A perfect Faraday cage is easy to describe. It is simply a enclosed conductive surface. In this ideal case, the enclosing is perfect; i.e. no holes, and the conductivity is perfect too, allowing currents of arbitrary size to flow anywhere in this conducive surface, if they want to.

A practical Faraday cage is an approximation of the ideal, with good enclosing, and good conductivity, over the whole surface of the cage.

The trouble with making a Faraday cage for microwave frequencies is the size of the largest allowable holes must be very small. How small? Well, a rule of thumb is to say the holes must smaller than about 1/10 the wavelength of the radiation you are trying to block.

That is according to a discussion I found here:

https://www.quora.com/What-size-of-mesh-should-I-u...

And this rule of thumb seems believable, considering other things I have read about antennas and waveguides and such, physical shapes for guiding electromagnetic radiation.

The wavelength of 30 GHz radiation, using the formula you learned in physics class, (3.0e8 m/s)/(3.0e10 s^-1) = 1.0e-2 m = 1.0 centimeter =10 mm. So that suggests a maximum hole size of about 1/10 of that, or about 1mm.

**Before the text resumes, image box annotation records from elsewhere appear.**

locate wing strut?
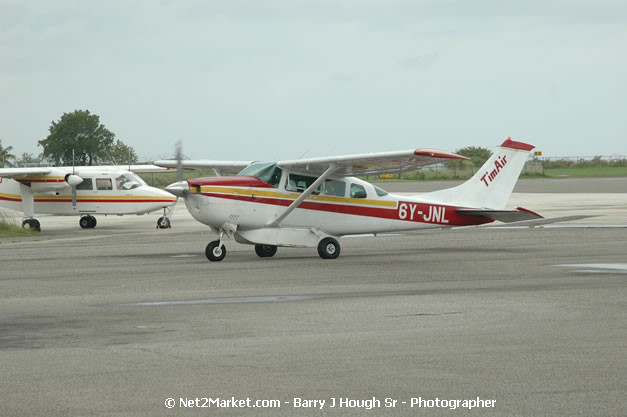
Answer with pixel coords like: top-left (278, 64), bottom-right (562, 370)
top-left (266, 164), bottom-right (337, 227)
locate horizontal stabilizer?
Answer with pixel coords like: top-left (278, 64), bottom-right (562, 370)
top-left (455, 207), bottom-right (543, 223)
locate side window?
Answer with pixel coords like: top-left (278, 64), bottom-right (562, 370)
top-left (324, 180), bottom-right (346, 197)
top-left (76, 178), bottom-right (94, 190)
top-left (285, 174), bottom-right (322, 194)
top-left (351, 184), bottom-right (368, 198)
top-left (96, 178), bottom-right (113, 190)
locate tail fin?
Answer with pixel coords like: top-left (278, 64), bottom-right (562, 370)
top-left (420, 138), bottom-right (534, 210)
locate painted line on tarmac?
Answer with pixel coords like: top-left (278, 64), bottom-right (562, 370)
top-left (553, 263), bottom-right (627, 275)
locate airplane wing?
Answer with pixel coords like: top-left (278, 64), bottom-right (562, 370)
top-left (277, 149), bottom-right (469, 177)
top-left (455, 207), bottom-right (544, 223)
top-left (0, 167), bottom-right (53, 178)
top-left (102, 164), bottom-right (169, 173)
top-left (153, 159), bottom-right (254, 174)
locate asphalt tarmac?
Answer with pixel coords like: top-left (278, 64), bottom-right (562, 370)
top-left (0, 177), bottom-right (627, 417)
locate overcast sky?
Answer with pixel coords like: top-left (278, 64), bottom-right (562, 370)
top-left (0, 0), bottom-right (627, 160)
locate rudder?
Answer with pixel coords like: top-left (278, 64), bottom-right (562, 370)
top-left (420, 138), bottom-right (534, 210)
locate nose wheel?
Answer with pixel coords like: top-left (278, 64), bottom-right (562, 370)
top-left (78, 215), bottom-right (98, 229)
top-left (318, 237), bottom-right (340, 259)
top-left (157, 216), bottom-right (172, 229)
top-left (205, 240), bottom-right (226, 262)
top-left (22, 219), bottom-right (41, 232)
top-left (157, 207), bottom-right (172, 229)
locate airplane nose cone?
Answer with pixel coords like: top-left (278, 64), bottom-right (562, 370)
top-left (165, 181), bottom-right (189, 197)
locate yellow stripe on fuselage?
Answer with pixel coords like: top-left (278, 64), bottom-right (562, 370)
top-left (0, 193), bottom-right (22, 200)
top-left (200, 185), bottom-right (396, 207)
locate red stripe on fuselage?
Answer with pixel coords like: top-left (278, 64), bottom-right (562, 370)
top-left (202, 193), bottom-right (494, 226)
top-left (0, 196), bottom-right (22, 203)
top-left (35, 198), bottom-right (173, 203)
top-left (15, 179), bottom-right (65, 184)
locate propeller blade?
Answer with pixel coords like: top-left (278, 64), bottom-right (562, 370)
top-left (176, 140), bottom-right (184, 182)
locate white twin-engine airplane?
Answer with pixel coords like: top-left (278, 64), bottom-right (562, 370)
top-left (155, 138), bottom-right (542, 261)
top-left (0, 165), bottom-right (176, 230)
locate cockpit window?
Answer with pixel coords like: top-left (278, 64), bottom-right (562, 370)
top-left (76, 178), bottom-right (94, 190)
top-left (373, 185), bottom-right (388, 197)
top-left (237, 162), bottom-right (282, 187)
top-left (115, 172), bottom-right (145, 190)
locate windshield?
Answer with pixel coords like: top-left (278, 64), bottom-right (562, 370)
top-left (237, 162), bottom-right (281, 187)
top-left (373, 185), bottom-right (388, 197)
top-left (115, 172), bottom-right (146, 190)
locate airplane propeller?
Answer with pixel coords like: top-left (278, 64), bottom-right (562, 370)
top-left (65, 149), bottom-right (83, 209)
top-left (165, 141), bottom-right (189, 198)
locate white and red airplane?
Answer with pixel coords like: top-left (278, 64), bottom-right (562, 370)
top-left (155, 138), bottom-right (542, 261)
top-left (0, 165), bottom-right (176, 230)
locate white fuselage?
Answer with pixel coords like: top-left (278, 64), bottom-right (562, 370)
top-left (185, 172), bottom-right (488, 236)
top-left (0, 170), bottom-right (176, 216)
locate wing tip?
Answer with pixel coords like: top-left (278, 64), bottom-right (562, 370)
top-left (501, 136), bottom-right (535, 151)
top-left (414, 149), bottom-right (470, 161)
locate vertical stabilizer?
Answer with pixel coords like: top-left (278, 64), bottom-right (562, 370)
top-left (420, 138), bottom-right (534, 210)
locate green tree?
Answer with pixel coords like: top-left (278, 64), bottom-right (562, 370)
top-left (109, 139), bottom-right (138, 165)
top-left (39, 110), bottom-right (115, 165)
top-left (0, 140), bottom-right (15, 167)
top-left (15, 152), bottom-right (42, 167)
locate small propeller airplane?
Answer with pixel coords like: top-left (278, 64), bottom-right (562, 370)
top-left (154, 138), bottom-right (542, 261)
top-left (0, 165), bottom-right (177, 231)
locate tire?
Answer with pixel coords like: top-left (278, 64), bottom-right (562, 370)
top-left (78, 216), bottom-right (91, 229)
top-left (157, 216), bottom-right (172, 229)
top-left (255, 245), bottom-right (278, 258)
top-left (205, 240), bottom-right (226, 262)
top-left (22, 219), bottom-right (41, 232)
top-left (318, 237), bottom-right (340, 259)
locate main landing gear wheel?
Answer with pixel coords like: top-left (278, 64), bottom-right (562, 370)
top-left (78, 216), bottom-right (98, 229)
top-left (255, 245), bottom-right (277, 258)
top-left (157, 216), bottom-right (172, 229)
top-left (318, 237), bottom-right (340, 259)
top-left (205, 240), bottom-right (226, 262)
top-left (22, 219), bottom-right (41, 232)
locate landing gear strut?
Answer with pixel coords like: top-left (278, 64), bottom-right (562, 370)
top-left (157, 207), bottom-right (172, 229)
top-left (205, 222), bottom-right (237, 262)
top-left (78, 214), bottom-right (98, 229)
top-left (255, 245), bottom-right (277, 258)
top-left (318, 237), bottom-right (340, 259)
top-left (22, 219), bottom-right (41, 232)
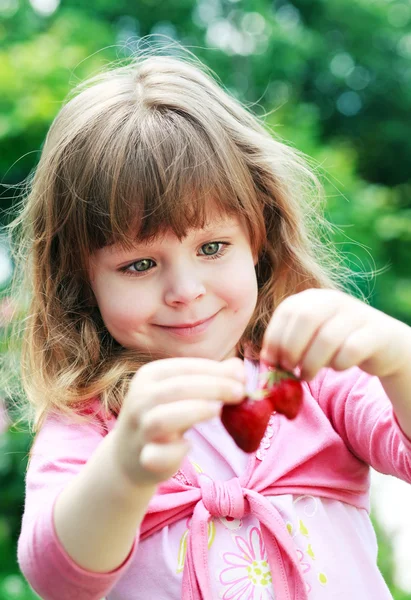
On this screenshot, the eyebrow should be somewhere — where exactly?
[105,221,240,254]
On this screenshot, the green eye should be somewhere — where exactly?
[201,242,220,256]
[132,258,153,271]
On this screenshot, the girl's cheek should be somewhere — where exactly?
[100,290,154,332]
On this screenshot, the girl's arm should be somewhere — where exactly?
[18,358,245,600]
[54,430,156,572]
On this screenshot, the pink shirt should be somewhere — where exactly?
[18,361,411,600]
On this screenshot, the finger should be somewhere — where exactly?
[140,438,190,478]
[140,400,222,444]
[127,375,246,426]
[136,357,245,382]
[266,290,337,370]
[300,314,363,381]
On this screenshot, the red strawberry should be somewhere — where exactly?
[263,369,303,419]
[221,390,273,452]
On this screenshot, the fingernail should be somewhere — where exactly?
[232,384,245,398]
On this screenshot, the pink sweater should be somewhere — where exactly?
[18,361,411,600]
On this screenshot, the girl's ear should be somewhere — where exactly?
[84,282,98,308]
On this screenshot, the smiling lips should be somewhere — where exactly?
[158,313,217,337]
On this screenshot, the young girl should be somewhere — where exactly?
[16,48,411,600]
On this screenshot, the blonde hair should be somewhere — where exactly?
[12,41,358,430]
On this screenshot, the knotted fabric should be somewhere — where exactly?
[140,358,369,600]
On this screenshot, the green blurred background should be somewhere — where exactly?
[0,0,411,600]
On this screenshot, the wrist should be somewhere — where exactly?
[100,429,157,504]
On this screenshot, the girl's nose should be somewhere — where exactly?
[164,272,206,306]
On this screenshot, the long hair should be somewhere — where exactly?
[8,44,358,429]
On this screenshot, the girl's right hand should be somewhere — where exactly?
[113,358,246,486]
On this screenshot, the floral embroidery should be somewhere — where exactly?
[173,469,193,486]
[219,527,274,600]
[176,517,215,573]
[255,414,274,460]
[219,517,243,531]
[286,495,328,594]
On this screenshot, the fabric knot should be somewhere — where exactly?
[198,473,244,519]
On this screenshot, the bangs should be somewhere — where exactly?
[79,108,261,252]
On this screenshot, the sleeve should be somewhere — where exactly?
[313,367,411,483]
[17,404,138,600]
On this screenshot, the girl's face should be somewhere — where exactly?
[90,211,257,360]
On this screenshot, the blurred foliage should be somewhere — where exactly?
[0,0,411,600]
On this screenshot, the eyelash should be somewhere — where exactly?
[119,241,231,277]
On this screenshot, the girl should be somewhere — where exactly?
[16,48,411,600]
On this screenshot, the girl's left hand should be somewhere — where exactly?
[261,289,411,381]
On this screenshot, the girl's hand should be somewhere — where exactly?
[113,358,246,485]
[261,289,411,380]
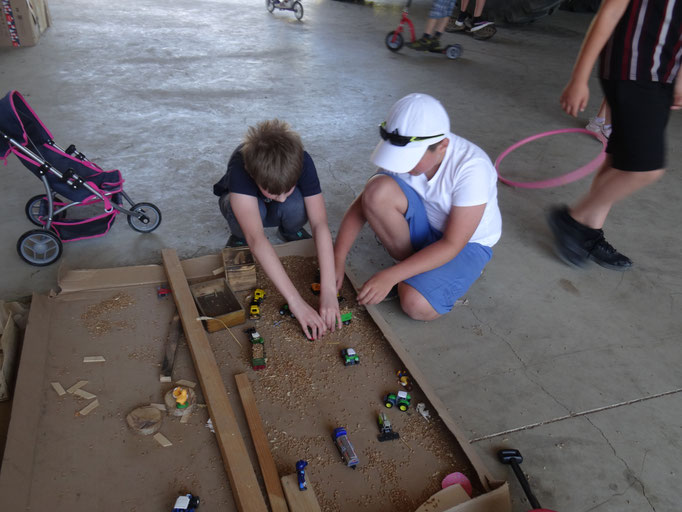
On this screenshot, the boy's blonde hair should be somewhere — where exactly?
[241,119,303,195]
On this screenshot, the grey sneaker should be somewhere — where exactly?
[278,226,312,242]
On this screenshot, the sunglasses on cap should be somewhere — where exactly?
[379,121,445,146]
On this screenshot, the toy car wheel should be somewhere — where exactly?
[445,44,463,60]
[17,229,62,267]
[24,194,47,226]
[385,30,405,52]
[293,2,303,20]
[128,203,161,233]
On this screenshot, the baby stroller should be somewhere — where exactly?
[0,91,161,267]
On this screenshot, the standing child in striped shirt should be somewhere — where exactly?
[548,0,682,270]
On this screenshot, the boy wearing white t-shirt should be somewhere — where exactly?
[334,93,502,321]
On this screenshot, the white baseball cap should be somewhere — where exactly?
[370,93,450,173]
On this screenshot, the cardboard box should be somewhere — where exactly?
[190,277,246,332]
[0,0,52,47]
[0,240,511,512]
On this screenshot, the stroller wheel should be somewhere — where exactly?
[17,229,62,267]
[293,2,303,21]
[384,30,405,52]
[128,203,161,233]
[25,194,47,226]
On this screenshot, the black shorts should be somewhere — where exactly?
[601,80,674,171]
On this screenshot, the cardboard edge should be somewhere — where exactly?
[0,293,51,510]
[57,239,317,295]
[346,268,506,502]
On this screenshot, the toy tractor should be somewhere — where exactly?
[384,391,412,412]
[377,412,400,443]
[279,304,296,318]
[341,348,360,366]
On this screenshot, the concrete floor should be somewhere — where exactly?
[0,0,682,512]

So I guess that rules out poultry netting, a.k.a. chicken wire.

I think aluminum foil, or conductive fabric, would work, if you could find a way to do the seams so there's good conduction at the seams too.

Also maybe you want a door for this room also? The same problem with conduction at the seams, applies to edges around the door frame.

There are places that sell conductive fabric, conductive paint, for EM shielding, like,

http://lessemf.com/

LessEMF seem to know their stuff, but the shielding they sell seems kind of pricey. I shudder to think what it would actually cost to shield, for microwave frequencies, every wall of a room, and under the carpet too, as well as whatever kind of seal or gasket is needed for the door.